In my new book, Leading Out-of-the-Box Change, I
talk about the normal resistance many, if not most, people, have to contend
with in getting major change initiatives accomplished in their organizations
and their lives. As I say in the book,
experience has taught me that fear – for example, of failing to perform up to
standard, of being exposed as inadequate in some important way – is often at
the heart of the resistance that can impede or even halt change. Now, since I write and speak about how to
lead and manage high-stakes, complex change, I really wish I could hold myself
up as a model for angst-free change, but, alas, I must, truth be told, number
myself among the normal human beings who find changing in important ways
immensely challenging.
I re-learned this about myself over the past month in the
process of making the decision to return this coming May to Addis Ababa,
Ethiopia, where I served for three years
as a Peace Corps teacher, for a ten-day visit.
This will be my first trip to Addis since returning to the States for
graduate school in 1967. I’ll be
reuniting with a former student, Tesfagiorgis Wondimagegnehu, who, along with another student, Tariku Belay,
lived with me and my Peace Corps housemates in Addis for two years. The die is cast: I’ve purchased my round-trip ticket and
booked a room at the historic Ghion Hotel in Addis. I know it’s the right thing for me to do at
this point in my life, and my wife Barbara, my kids Jenny and William, and my
siblings have been tremendously supportive.
But, believe me, in taking this out-of-the-box initiative,
I’ve had to contend with some major-league internal resistance. There are the usual suspects, of course: nagging questions about whether I’m being hopelessly
self-indulgent or whether I can really afford to take the time off work in such
a challenging business environment. But lying
awake in the middle of the night not long ago, it came to me that the anxiety I
was feeling had less to do with practical business concerns than with that
familiar old demon, fear of failing. You
know, what’s insidious about that old demon fear is that it can all too easily
masquerade as what appear to be very practical, eminently rational
reservations. So you can, if you’re un-self-aware,
stifle change without realizing that you’re giving in to fear. You’re probably saying to yourself, “That may
be so, but how can you turn your impending trip back to Ethiopia into an
opportunity to fail at something? What
could you possibly fail at?” Strange as
it might seem, I’m positive that, being a writer as well as a consultant, I’ve
conjured up the possibility of falling short in writing something really good –
one or more articles, or even a book – about my upcoming Ethiopian
adventure. That’s the bad news. The good news is I’m going; it’s too
important to let cleverly masqueraded fear win so easily!

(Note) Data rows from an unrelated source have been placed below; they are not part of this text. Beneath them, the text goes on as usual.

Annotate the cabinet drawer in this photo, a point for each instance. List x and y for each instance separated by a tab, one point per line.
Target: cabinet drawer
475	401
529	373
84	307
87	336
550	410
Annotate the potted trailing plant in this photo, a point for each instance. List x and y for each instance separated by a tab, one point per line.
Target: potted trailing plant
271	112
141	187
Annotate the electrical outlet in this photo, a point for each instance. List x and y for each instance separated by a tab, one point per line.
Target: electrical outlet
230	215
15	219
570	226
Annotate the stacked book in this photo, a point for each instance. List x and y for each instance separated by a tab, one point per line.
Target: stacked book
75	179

Now, I’d like to tell you a bit more about the story leading
up to my decision to return to Addis after almost half a century. Tesfagiorgis and I had managed to stay in
touch after my return to the States in 1967, while he earned his undergraduate
degree at what was then known as Haile Selassie University and launched his
public management career, but we lost track of each other as the revolution
that toppled Emperor Haile Selassie in the early 1970s turned into a reign of
terror under the dictator Mengistu Haile Mariam. Now and then, as the decades passed, I’d ask
Ethiopians I met in this country about Tesfagiorgis and Tariku, but no one
could tell me anything. Much as I hated
to, I eventually had to admit that they’d probably perished, along with
hundreds of thousands of other victims of the Mengistu regime.
So the years passed, and in the fall of 2007, checking voice
mail in my hotel room in Seattle before heading downstairs to the ballroom
where I was speaking, I found a message from Tariku Belay, asking me to call if
I was, indeed, “the Mr. Douglas Eadie” who’d taught at Tafari Makonnen School
in the 1960s. Returning the call, I
learned that Tariku was teaching in a high school in Minneapolis. Hearing about his harrowing odyssey to the
States – escaping from prison, becoming a refugee in Sudan – I realized it was
a miracle he was alive and well in Minneapolis. What about Tesfagiorgis? Tariku said he’d been out of touch with him
for years and had no idea of his whereabouts.
In March 2011, the day before I was to catch a plane to
Minneapolis to spend a day with Tariku before speaking at a conference, he
called to share breathtaking news: he’d located Tesfagiorgis, who was living in
Addis. Tesfagiorgis and I talked by
phone that very afternoon, and we’ve corresponded frequently in the year since
then. It turns out that Tesfagiorgis had
also been imprisoned for two years in Addis Ababa and had come within a hair of
being executed.
Returning to Ethiopia this coming May is an out-of-the-box
change initiative that I really do believe will enrich my life. I’m truly grateful that I was able to get the
best of old demon fear this time, but it surely won’t be the last time we’ll be
doing battle as my change journey continues.